Jedno ze zwierząt samo znalazło drogę do lasu, ale drugie trzeba było uśpić, by następnie do lasu przewieźć. Nie udało się przy tym uniknąć kontuzji.
- Kiedy układaliśmy uśpionego łosia i zawiązywaliśmy mu racice, okazało się że nie wszystkie odruchy zostały do końca wyłączone - mówił w radiowym Maglu Zbigniew Skrzek, lekarz weterynarii. - Na moje nieszczęście jedno uderzenie odnóża trafiło mnie w rękę, a że racica łosia jest bardzo ostra, natychmiast musiałem udać się do szpitala. Ręka została zszyta, ale nadal nie jestem w stanie wykonywać swojej pracy. Pocieszam się, że nie dostałem w głowę, bo wtedy mogło być znacznie gorzej.

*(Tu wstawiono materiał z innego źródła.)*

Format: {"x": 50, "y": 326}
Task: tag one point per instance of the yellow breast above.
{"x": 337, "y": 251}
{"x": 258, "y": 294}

Na łosie skarżą się leśnicy, którzy podkreślają że zwierzęta te niszczą młode drzewa, poza tym jest ich coraz więcej i pewnie dlatego czasami trafiają do miast. Pięć lat temu dwa łosie zabłądziły niemal w centrum Piotrkowa. Żaden wizyty nie przeżył. Jeden zawisł na płocie przy ulicy Stromej, drugi padł w okolicach ZUS-u.